Brno – November 2019

             Mick had managed to find his bearings again despite being quite tipsy after four beers and refusing to use the map on his phone. He’d hit the Svitava river and walked along it until he got the big Albert on Cejl to do some shopping before heading home. He’d spent a year living in this part of the city and was reminded how he felt less conspicuous. Not wanting to go back to an empty flat, he walked down Bratislavská with his carrier bags. The rain-clouds had cleared, the wind had dropped and it was turning into a bright and unseasonably mild evening. A bunch of children of varying ages ran past him giggling and shouting as he came to the square over which his balcony had hung. He was starting to feel nostalgia creeping on him. Perhaps it was the sight of his old flat or a peculiar jealousy of the kids, desperately eeking out as much fun as possible from the rest of the weekend.
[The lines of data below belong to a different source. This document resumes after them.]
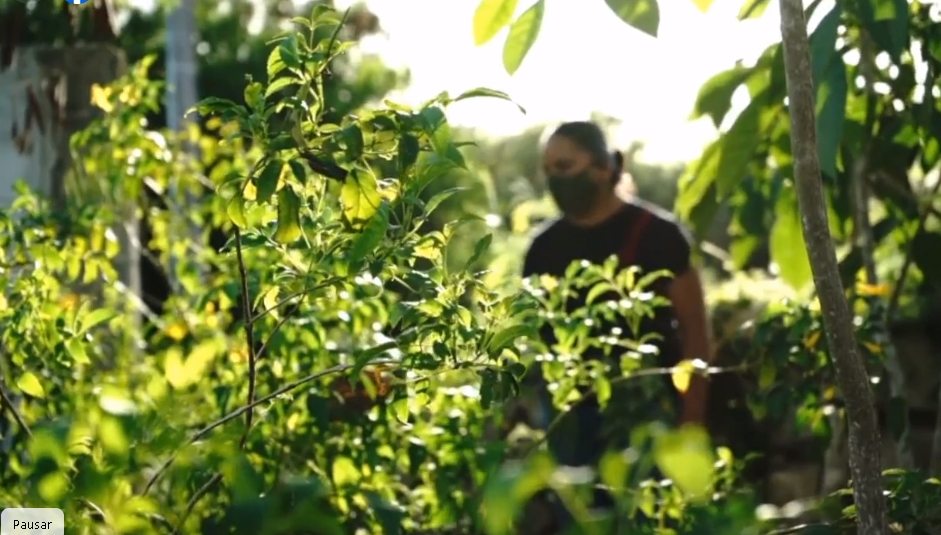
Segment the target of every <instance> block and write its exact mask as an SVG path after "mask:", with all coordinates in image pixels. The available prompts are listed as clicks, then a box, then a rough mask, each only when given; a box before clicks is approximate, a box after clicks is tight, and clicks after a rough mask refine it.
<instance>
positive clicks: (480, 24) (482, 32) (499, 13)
mask: <svg viewBox="0 0 941 535" xmlns="http://www.w3.org/2000/svg"><path fill="white" fill-rule="evenodd" d="M518 3H519V2H518V0H481V1H480V4H478V5H477V10H476V11H474V44H476V45H477V46H480V45H483V44H486V43H487V42H488V41H490V40H491V39H493V38H494V36H495V35H497V33H499V32H500V30H502V29H503V28H504V27H505V26H506V25H507V24H509V23H510V20H512V19H513V13H515V12H516V5H517V4H518Z"/></svg>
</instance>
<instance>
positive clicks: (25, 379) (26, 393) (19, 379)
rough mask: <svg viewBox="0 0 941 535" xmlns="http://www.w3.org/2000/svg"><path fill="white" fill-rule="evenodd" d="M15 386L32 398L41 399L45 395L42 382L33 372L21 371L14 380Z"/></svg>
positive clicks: (25, 393) (44, 391) (44, 390)
mask: <svg viewBox="0 0 941 535" xmlns="http://www.w3.org/2000/svg"><path fill="white" fill-rule="evenodd" d="M16 387H17V388H19V389H20V391H22V392H23V393H24V394H28V395H30V396H33V397H34V398H40V399H41V398H45V397H46V389H45V388H43V386H42V383H40V382H39V378H38V377H36V375H35V374H34V373H33V372H23V373H22V374H21V375H20V376H19V378H18V379H17V380H16Z"/></svg>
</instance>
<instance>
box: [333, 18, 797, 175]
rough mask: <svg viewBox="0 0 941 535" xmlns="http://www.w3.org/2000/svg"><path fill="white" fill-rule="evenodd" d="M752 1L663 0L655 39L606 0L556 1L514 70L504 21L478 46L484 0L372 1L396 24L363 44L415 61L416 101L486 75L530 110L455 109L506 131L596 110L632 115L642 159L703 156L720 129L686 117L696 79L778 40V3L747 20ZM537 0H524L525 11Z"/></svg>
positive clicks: (631, 121)
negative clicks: (640, 30) (510, 65)
mask: <svg viewBox="0 0 941 535" xmlns="http://www.w3.org/2000/svg"><path fill="white" fill-rule="evenodd" d="M743 2H744V0H715V2H714V4H713V5H712V7H711V8H710V10H709V13H708V14H706V15H703V14H702V13H700V12H699V10H698V9H697V8H696V7H695V6H694V5H693V3H692V1H691V0H660V10H661V24H660V37H659V38H658V39H653V38H650V37H648V36H647V35H645V34H643V33H641V32H639V31H637V30H634V29H632V28H630V27H628V26H627V25H625V24H624V23H623V22H621V21H620V19H618V18H617V17H616V16H615V15H614V14H613V13H612V12H611V11H610V10H609V9H608V7H607V6H606V5H605V3H604V1H603V0H550V1H549V2H547V3H548V5H547V7H546V13H545V16H544V19H543V24H542V30H541V32H540V35H539V40H538V41H537V42H536V44H535V46H533V48H532V50H530V53H529V55H528V57H527V58H526V60H525V61H524V62H523V65H522V67H521V68H520V69H519V70H518V71H517V73H516V74H515V75H514V76H512V77H510V76H509V75H507V74H506V72H505V71H504V70H503V63H502V46H503V40H504V38H505V35H506V31H505V30H504V32H502V33H501V34H498V35H497V37H496V38H495V39H494V40H493V41H491V42H490V43H488V44H486V45H484V46H482V47H476V46H474V41H473V36H472V33H471V32H472V30H471V25H472V19H473V14H474V10H475V8H476V6H477V3H478V0H368V1H367V4H368V5H369V8H370V10H372V11H373V12H374V13H376V14H377V15H378V16H379V20H380V23H381V25H382V27H383V29H384V30H385V31H386V33H387V34H388V35H387V36H386V37H377V38H372V39H371V40H370V41H369V42H366V43H363V45H364V47H368V49H369V50H370V51H374V52H378V53H380V54H381V55H382V56H383V57H384V59H385V60H386V61H387V62H388V63H389V64H391V65H395V66H407V67H409V68H410V69H411V72H412V85H411V86H410V87H409V88H408V89H407V90H405V91H404V94H402V95H397V96H396V97H395V100H399V101H402V102H403V103H408V104H417V103H419V102H421V101H422V100H424V99H427V98H430V97H432V96H434V95H436V94H437V93H438V92H440V91H442V90H447V91H449V92H451V93H452V94H457V93H459V92H461V91H464V90H467V89H471V88H474V87H479V86H485V87H489V88H492V89H498V90H501V91H505V92H506V93H509V94H510V96H511V97H513V99H514V100H516V101H517V102H519V103H520V104H521V105H522V106H523V107H525V108H526V109H527V111H528V114H527V115H522V114H521V113H519V111H518V110H517V109H516V107H515V106H513V105H512V104H508V103H504V102H501V101H498V100H492V99H482V100H476V101H465V102H462V103H459V104H457V105H455V106H454V108H453V109H452V110H450V112H449V114H448V115H449V118H450V120H451V121H452V123H455V124H460V125H463V126H472V127H477V128H479V129H480V130H482V131H484V132H487V133H490V134H493V135H503V134H513V133H516V132H519V131H521V130H522V129H524V128H526V127H527V126H530V125H534V124H539V123H545V122H554V121H564V120H578V119H587V118H588V117H589V115H590V114H591V112H593V111H598V112H601V113H604V114H606V115H610V116H613V117H616V118H619V119H621V120H623V121H624V127H623V128H622V131H620V132H618V134H617V139H615V140H613V141H614V142H615V143H618V144H621V145H622V146H623V144H626V143H628V142H630V141H632V140H644V141H645V142H646V143H647V150H645V154H644V159H646V160H650V161H657V162H671V161H681V160H689V159H692V158H695V157H697V156H698V155H699V153H700V150H701V149H702V147H703V145H704V144H705V143H707V142H708V141H710V140H711V139H713V138H714V137H715V135H716V133H715V129H714V128H713V127H712V125H711V123H709V122H708V121H698V122H696V123H690V122H689V121H687V119H688V117H689V114H690V111H691V109H692V105H693V102H694V100H695V97H696V93H697V91H698V89H699V86H700V85H701V84H702V83H703V82H704V81H706V80H707V79H708V78H709V77H710V76H711V75H713V74H715V73H717V72H719V71H721V70H724V69H728V68H730V67H732V66H733V65H734V63H735V61H736V60H738V59H746V60H749V59H754V58H756V57H757V56H758V55H759V54H760V53H761V51H762V50H764V48H766V47H767V46H768V45H771V44H772V43H774V42H776V41H778V40H779V39H780V37H779V36H780V33H779V18H778V6H777V2H776V1H775V2H772V4H771V5H769V6H768V9H767V10H766V11H765V13H764V15H763V16H762V18H760V19H759V20H753V21H746V22H739V21H738V20H737V19H736V15H737V13H738V10H739V8H740V6H741V4H742V3H743ZM344 3H345V2H338V4H340V5H341V7H345V5H342V4H344ZM530 4H531V2H529V1H526V0H523V1H521V2H520V7H519V12H522V11H523V10H525V9H526V8H527V7H529V5H530Z"/></svg>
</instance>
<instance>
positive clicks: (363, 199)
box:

It seemed a strange place to have the thought but Mick felt particularly solemn that Gavin had never visited him here.

            He decided to wander up to the community park to sit and have a smoke; see if he could finally think of what to say. He found a soggy bench, dumped his bags and rolled a cigarette. He wanted to think of something touching and personal, not just a copy paste ‘RIP you legend!’ He wondered if he should write anything at all but given he hadn’t gone back for the funeral, he felt he should write something. It felt like the whole of the Newbiggin had and he had been his best mate after all.
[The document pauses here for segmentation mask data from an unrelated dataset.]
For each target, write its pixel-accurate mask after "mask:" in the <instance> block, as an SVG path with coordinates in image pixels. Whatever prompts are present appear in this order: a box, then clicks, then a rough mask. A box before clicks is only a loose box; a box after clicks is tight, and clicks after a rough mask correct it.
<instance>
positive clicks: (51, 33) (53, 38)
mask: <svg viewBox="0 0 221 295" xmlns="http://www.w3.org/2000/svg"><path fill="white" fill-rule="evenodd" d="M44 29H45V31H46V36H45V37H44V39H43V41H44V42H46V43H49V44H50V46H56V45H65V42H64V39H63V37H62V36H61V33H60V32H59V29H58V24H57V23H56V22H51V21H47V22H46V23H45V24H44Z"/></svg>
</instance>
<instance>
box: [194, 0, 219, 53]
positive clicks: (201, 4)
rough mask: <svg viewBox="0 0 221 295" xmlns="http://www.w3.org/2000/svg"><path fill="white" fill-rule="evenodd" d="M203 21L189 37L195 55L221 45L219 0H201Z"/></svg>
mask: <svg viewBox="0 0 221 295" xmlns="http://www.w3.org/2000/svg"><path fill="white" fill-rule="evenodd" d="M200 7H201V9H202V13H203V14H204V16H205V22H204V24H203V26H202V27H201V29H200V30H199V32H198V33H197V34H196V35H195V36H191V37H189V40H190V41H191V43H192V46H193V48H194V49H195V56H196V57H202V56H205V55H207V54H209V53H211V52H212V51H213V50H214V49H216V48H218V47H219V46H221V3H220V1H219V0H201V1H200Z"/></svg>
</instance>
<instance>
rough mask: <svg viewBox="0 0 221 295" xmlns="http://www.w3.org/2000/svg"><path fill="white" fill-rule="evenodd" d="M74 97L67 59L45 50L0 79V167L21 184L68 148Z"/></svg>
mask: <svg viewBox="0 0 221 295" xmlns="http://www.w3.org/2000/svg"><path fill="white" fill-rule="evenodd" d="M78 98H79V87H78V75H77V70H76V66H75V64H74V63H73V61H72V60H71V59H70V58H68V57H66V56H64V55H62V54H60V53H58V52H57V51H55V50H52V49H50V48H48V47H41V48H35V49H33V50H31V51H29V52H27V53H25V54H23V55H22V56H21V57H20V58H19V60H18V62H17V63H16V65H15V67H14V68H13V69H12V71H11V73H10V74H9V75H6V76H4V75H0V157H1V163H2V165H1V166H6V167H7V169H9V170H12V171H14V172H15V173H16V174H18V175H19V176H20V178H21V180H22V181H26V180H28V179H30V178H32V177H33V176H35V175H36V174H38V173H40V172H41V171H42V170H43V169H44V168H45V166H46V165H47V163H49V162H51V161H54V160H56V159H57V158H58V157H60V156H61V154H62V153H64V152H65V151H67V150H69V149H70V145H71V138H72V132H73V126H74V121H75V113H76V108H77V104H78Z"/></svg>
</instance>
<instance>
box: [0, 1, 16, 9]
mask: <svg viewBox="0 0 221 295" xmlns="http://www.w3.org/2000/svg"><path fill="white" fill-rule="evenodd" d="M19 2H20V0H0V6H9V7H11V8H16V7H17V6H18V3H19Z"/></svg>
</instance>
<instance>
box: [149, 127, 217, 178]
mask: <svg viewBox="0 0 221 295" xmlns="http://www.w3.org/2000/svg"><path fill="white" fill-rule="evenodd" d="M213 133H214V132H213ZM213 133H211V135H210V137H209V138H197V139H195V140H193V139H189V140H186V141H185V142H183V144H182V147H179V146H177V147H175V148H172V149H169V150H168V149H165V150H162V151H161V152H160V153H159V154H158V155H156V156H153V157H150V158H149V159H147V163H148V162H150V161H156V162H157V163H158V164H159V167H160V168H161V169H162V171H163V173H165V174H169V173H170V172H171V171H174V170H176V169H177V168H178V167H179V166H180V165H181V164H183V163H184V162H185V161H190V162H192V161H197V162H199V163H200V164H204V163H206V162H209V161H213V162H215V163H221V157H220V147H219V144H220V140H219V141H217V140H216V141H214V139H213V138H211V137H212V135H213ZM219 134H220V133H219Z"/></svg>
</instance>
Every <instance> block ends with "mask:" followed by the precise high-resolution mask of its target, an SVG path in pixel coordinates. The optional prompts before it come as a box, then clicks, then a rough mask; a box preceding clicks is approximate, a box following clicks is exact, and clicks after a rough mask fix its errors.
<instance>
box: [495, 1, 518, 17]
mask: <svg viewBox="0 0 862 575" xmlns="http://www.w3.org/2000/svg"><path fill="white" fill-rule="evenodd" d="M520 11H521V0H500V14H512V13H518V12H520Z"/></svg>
             He looked around the park. He’d enjoyed his time here. The noise and atmosphere was familiar to him in comparison with the city’s quieter neighbourhoods, which had what Mick felt was an oppressive tranquillity. He would often be asked by concerned Czechs if it was safe living there. He wondered how many British people would say something similar about Newbiggin. In fact he’d always felt safer, invisible even. The way he’d heard Czechs speak about gypsies was familiar. He’d heard the same things about some of the rougher families at home, particularly those who had been evicted and relocated. They were unaffectionately referred to as ‘charvas’. It was a word he’d heard used several times against Gavin and one time he himself had been called one at university. They themselves of course had used it. He knew though there was only so far he could empathise. Roma people, unlike charvas, can be identified by the colour of their skin. He felt his occasional being mistaken for one wasn’t the same as being one.
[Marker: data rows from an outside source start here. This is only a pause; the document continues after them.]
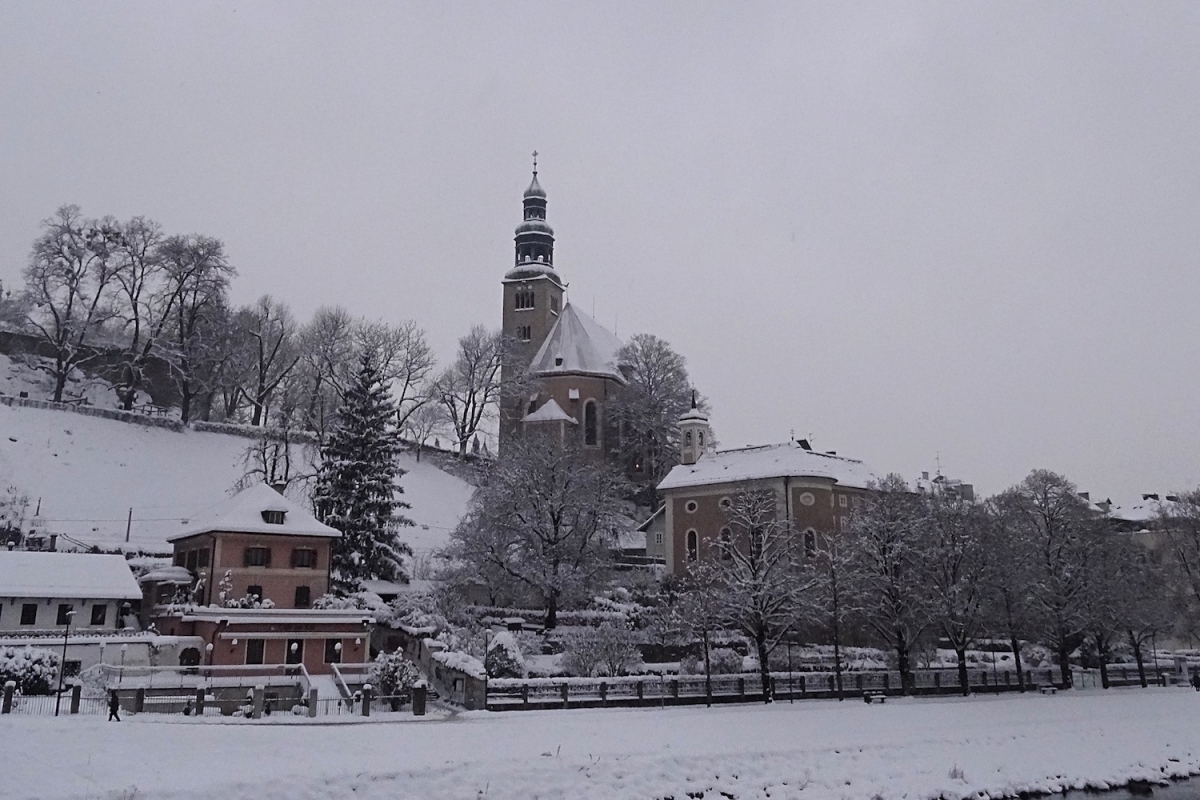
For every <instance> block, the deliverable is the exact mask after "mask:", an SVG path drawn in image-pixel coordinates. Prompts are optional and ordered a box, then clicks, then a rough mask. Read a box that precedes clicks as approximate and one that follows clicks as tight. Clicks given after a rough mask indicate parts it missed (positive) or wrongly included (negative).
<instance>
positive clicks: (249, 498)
mask: <svg viewBox="0 0 1200 800" xmlns="http://www.w3.org/2000/svg"><path fill="white" fill-rule="evenodd" d="M264 511H282V512H284V513H283V524H278V525H276V524H272V523H268V522H264V521H263V512H264ZM216 531H223V533H230V534H274V535H278V536H328V537H330V539H338V537H341V535H342V534H341V533H340V531H337V530H336V529H334V528H330V527H329V525H326V524H324V523H320V522H317V518H316V517H313V516H312V513H310V512H308V510H306V509H305V507H302V506H300V505H298V504H295V503H293V501H292V500H289V499H287V498H286V497H283V495H282V494H280V493H278V492H276V491H275V489H272V488H271V487H270V486H268V485H266V483H258V485H257V486H251V487H250V488H246V489H242V491H241V492H239V493H238V494H235V495H233V497H232V498H229V499H228V500H224V501H223V503H220V504H217V505H216V506H214V507H212V509H210V510H209V511H208V512H205V513H204V515H202V516H200V518H198V519H196V521H193V522H192V524H190V525H188V527H187V528H186V529H184V530H182V531H181V533H178V534H174V535H172V536H168V537H167V541H168V542H174V541H178V540H180V539H186V537H187V536H196V535H197V534H211V533H216Z"/></svg>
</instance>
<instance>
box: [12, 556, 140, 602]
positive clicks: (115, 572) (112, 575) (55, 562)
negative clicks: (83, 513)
mask: <svg viewBox="0 0 1200 800" xmlns="http://www.w3.org/2000/svg"><path fill="white" fill-rule="evenodd" d="M0 596H4V597H52V599H56V600H72V599H76V597H79V599H91V600H140V599H142V590H140V589H139V588H138V582H137V581H136V579H134V578H133V571H132V570H130V565H128V564H127V563H126V561H125V557H124V555H92V554H90V553H88V554H83V553H44V552H42V553H40V552H36V551H12V552H10V551H0Z"/></svg>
            After realising his lighter was broken he went to find one.

            “Dobrý den. Mate zapalovač?” He asked a group of about six young men, possibly teenagers.

            “Jo jo. Není problem.” One of the boys passed him a lighter.

            Mick lit his cigarette and passed it back.

            “Thank you.”

            “English?”

            “Yes.”

            “Bye bye English man.”

            Mick smirked and wandered back to his bench. There was something mocking in his tone but certainly not threatening. He often couldn’t be sure what the tone of these kind of interactions actually were with the language barrier.

            For ten minutes he flicked though old Facebook photos, eventually getting to the ones they took on the beach before he left for university. He laughed out loud at Gavin’s WWE poses.

           He could hear voices becoming more animated behind him until he was aware of a crescendo of shouting. He heard an unmistakeable thud of fists and quickly glanced over his shoulder. They were smiling and laughing as they fought and yet it was ferocious. Mick simply closed his eyes and listened, imagining Gavin commentating over the top. After about a minute, it petered out.

            He looked up and the now pitch black evening sky. He suddenly knew exactly what to write.

THE UNDERTAKER DOES IT AGAIN! Sorry I can’t be there today. RIP champion xxx

            Mick posted it and let out a sigh of relief and put his phone in his pocket. He mentally plotted his route to the nearest convenient tram, picked up his bags and started wandering towards the exit of the park.

            “Shit.” Mick quickly dropped his shopping, frantically unlocked his phone and deleted his post. “What the hell was I thinking. This is fucking impossible!”